Sejarah terbentuknya Kawasan Benteng Keraton Wolio sendiri ditandai dengan tibanya 4 tokoh pemimpin atau mia patamiana, yaitu Sipanjongan, Sijangwangkati, Simalui, dan Sitanamajo. Melalui peran mia patamiana inilah negeri Wolio tumbuh berkembang menjadi cikal bakal pusat pemerintahan Kerajaan dan Kesultanan Buton selanjutnya. Mereka juga memiliki Raja Buton I (pertama) sebagai pemimpin. Masa masuknya Islam ke Kerajaan Buton telah menjadi era baru sejarah di wilayah ini. Kehidupan yang berlandaskan Islam menjadi pelopor terjadinya transformasi pemerintahan dari Kerajaan menjadi Kesultanan. Raja Buton VI Murhum menyatakan memeluk Islam dan menjadi Sultan Buton pertama, yang diikuti oleh penduduknya, serta dibangunnya Masjid Keraton, sebagai pusat ibadah masyarakat pada masanya.

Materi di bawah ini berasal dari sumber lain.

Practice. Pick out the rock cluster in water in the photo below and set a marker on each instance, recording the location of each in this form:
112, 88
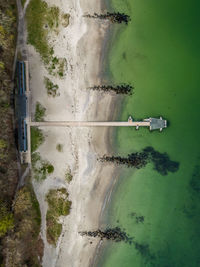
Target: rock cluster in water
137, 160
161, 161
113, 17
113, 234
125, 89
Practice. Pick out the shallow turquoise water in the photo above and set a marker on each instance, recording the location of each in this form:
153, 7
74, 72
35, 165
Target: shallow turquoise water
159, 53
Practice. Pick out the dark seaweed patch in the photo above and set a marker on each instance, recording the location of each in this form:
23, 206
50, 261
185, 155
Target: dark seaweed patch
138, 160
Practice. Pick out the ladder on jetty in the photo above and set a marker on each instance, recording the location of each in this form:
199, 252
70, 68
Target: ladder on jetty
152, 123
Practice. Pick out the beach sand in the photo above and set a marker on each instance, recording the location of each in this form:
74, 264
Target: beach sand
81, 44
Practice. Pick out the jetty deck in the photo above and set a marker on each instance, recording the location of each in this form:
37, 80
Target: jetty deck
152, 123
23, 103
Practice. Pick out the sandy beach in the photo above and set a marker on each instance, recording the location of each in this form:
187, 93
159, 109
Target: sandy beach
81, 44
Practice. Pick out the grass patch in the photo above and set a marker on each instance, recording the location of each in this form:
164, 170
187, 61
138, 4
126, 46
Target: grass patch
6, 219
65, 19
68, 176
52, 89
23, 2
42, 168
58, 205
59, 147
57, 66
37, 138
27, 223
41, 20
39, 112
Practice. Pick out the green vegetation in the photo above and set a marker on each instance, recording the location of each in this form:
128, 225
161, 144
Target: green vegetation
65, 19
3, 147
58, 205
39, 112
27, 223
68, 176
42, 20
41, 167
57, 66
52, 89
59, 147
23, 2
37, 138
8, 162
6, 219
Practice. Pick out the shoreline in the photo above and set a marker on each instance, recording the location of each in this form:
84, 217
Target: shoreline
82, 147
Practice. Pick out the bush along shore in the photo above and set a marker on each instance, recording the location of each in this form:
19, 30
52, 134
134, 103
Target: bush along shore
112, 17
138, 160
116, 234
123, 89
113, 234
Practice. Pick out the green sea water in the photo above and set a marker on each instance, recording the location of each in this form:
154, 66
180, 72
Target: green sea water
158, 52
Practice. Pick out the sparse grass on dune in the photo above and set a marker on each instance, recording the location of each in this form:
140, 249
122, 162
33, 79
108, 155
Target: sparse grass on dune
58, 205
41, 18
37, 138
39, 112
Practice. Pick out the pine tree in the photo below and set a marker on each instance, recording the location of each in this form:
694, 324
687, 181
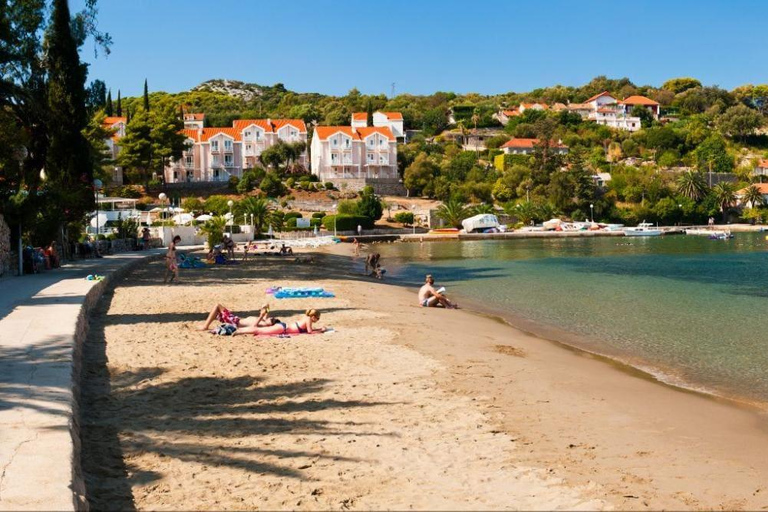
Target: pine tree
69, 165
146, 96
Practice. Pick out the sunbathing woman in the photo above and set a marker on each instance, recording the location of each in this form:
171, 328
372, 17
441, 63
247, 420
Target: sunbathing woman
302, 326
225, 316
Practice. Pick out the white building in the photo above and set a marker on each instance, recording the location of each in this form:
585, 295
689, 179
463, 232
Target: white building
353, 157
216, 154
391, 120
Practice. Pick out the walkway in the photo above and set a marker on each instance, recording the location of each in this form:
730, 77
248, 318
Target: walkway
42, 323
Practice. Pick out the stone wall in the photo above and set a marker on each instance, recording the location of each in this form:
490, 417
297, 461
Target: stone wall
5, 247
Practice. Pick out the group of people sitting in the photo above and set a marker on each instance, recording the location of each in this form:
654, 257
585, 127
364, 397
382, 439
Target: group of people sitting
263, 324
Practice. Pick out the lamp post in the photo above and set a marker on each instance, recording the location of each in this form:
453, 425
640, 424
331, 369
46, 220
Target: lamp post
230, 203
162, 197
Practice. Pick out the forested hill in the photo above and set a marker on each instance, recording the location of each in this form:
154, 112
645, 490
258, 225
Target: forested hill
225, 100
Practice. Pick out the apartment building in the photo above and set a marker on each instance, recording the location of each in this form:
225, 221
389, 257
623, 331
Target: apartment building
352, 157
391, 120
216, 154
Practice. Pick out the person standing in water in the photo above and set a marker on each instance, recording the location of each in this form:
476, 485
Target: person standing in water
171, 266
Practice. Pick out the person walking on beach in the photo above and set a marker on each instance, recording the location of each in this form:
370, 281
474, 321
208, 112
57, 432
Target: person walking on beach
429, 297
171, 266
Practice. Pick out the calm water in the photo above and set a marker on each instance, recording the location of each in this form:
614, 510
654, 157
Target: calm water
688, 309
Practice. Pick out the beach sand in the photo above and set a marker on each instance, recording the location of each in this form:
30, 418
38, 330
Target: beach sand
401, 407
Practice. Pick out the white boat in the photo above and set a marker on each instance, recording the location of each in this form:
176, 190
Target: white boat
643, 229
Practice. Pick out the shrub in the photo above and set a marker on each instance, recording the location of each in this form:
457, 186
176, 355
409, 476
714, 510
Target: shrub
346, 222
404, 217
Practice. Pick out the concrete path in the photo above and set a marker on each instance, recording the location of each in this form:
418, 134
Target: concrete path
43, 321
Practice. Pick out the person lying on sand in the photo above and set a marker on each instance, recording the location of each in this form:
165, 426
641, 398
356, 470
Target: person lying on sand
429, 297
225, 316
302, 326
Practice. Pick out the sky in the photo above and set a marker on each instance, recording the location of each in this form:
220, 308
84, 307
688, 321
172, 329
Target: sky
423, 46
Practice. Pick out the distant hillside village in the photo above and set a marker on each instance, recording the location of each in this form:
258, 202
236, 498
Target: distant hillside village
625, 152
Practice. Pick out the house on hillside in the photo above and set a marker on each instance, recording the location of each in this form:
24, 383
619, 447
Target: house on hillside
519, 146
761, 169
216, 154
118, 124
391, 120
762, 187
354, 157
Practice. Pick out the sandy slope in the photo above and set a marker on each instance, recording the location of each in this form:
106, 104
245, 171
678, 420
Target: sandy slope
401, 408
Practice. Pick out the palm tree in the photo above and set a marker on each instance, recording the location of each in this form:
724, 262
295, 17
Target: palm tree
259, 208
453, 212
753, 197
725, 195
214, 230
691, 184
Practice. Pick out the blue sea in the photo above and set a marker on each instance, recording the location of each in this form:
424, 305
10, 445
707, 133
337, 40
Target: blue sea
689, 310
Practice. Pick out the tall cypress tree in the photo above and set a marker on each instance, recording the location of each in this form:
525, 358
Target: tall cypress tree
109, 108
146, 96
68, 165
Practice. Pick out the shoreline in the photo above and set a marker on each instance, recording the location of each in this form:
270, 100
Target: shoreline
469, 412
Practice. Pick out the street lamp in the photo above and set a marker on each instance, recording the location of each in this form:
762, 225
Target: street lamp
162, 197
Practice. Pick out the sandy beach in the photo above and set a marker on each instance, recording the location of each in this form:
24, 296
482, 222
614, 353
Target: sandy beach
401, 407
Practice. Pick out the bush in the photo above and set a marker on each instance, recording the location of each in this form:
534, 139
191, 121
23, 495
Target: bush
404, 218
346, 222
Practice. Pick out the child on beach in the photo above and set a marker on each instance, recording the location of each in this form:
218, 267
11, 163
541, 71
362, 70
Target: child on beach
171, 265
226, 316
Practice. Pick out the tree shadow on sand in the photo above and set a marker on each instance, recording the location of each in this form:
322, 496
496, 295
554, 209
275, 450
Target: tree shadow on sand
128, 413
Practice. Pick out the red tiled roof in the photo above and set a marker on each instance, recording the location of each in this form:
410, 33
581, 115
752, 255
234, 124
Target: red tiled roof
296, 123
528, 143
762, 187
323, 132
593, 98
639, 100
207, 133
114, 120
393, 116
370, 130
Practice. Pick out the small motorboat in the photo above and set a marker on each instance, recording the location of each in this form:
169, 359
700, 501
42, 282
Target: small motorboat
643, 229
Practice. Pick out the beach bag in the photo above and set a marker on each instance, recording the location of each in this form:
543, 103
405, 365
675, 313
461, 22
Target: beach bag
226, 330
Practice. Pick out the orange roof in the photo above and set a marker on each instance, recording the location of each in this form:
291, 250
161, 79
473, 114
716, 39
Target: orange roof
192, 134
393, 116
762, 187
370, 130
323, 132
242, 124
639, 100
528, 143
114, 120
296, 123
207, 133
593, 98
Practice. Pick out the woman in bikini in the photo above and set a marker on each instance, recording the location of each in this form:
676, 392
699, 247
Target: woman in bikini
226, 316
302, 326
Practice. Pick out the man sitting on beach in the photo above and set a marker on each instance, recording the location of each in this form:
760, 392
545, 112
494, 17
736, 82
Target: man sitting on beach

Disini, kita bisa merasakan kentalnya nuansa Islami dengan adanya Masjid Keraton Buton. Masjid berlantaikan marmer yang berukuran kurang lebih 40 m2 ini dibangun pada tahun 1712 dan menjadi masjid tertua di Sulawesi Tenggara. Dibangun pada masa kesultanan Sultan Sakiuddin Durul Alam, juga menjadi lambing kejayaan Islam pada masa itu.
Selain objek wisata, peninggalan sejarah yang tercetak di dalam Kawasan Benteng Keraton Wolio dan masih melekat sampai sekarang di masyarakat kepulauan buton adalah salah satunya pakaian adat

Bagi masyarakat Buton, pakaian adat tradisional mempunyai makna secara khusus. Dalam arti bahwa masyarakat yangmenggunakan pakaian adat tradisional tersebut dengan ciri-ciri atau spesifikasi tertentu baik warna, bentuk, perhiasan dan jumlah aksesoris yang digunakan maupun perlengkapan lainnya adalah mereka yang memiliki status sosial yang lebih tinggi dalam tingkat kehidupan masyarakat Buton pada masa lampau maupun saat ini.
Tradisi seperti: Pakande-kandea, merupakan tradisi khususnya di Kota Baubau yang diselenggarakan karena syukur atas anugerah yang diberikan Allah SWT dan tradisi ini juga bertujuan untuk menyambung kembali tali silaturahmi masyarakat. Pakande-kandea biasanya dilaksanakan setelah perayaan hari raya Idul Fitri atau lebaran. Sebab pada moment tersebut, seluruh keluarga yang merantau telah kembali ke kampung halaman untuk merayakan lebaran bersama-sama, sebelumnya tradisi ini bertujuan untuk penyambutan para pahlawan yang kembali dari medan perang.
Festival Keraton Kesulatanan Buton merupakan acara tahunan yang di adakan di Kota Bau-Bau bertujuan untuk mengenalkan wisata di Sulawesi Tenggara dengan rangkaian kombinasi Kesenian, Kebudayaan serta Olaharaga. Pada acara Festival Keraton Nusantara VIII 2012, Benteng Keraton Buton terpilih menjadi tuan rumah yang dimana akan dihadiri 155 kerajaan, kesultanan dan lembaga adat Nusantara.
Peninggalan-peninggalan ini sampai sekarang masih terjaga dan tinggal dalam Kawasan Benteng Keraton Wolio sejak dulu, yang mana sekaligus menjadi nilai dan daya Tarik Benteng ini untuk dikunjungi.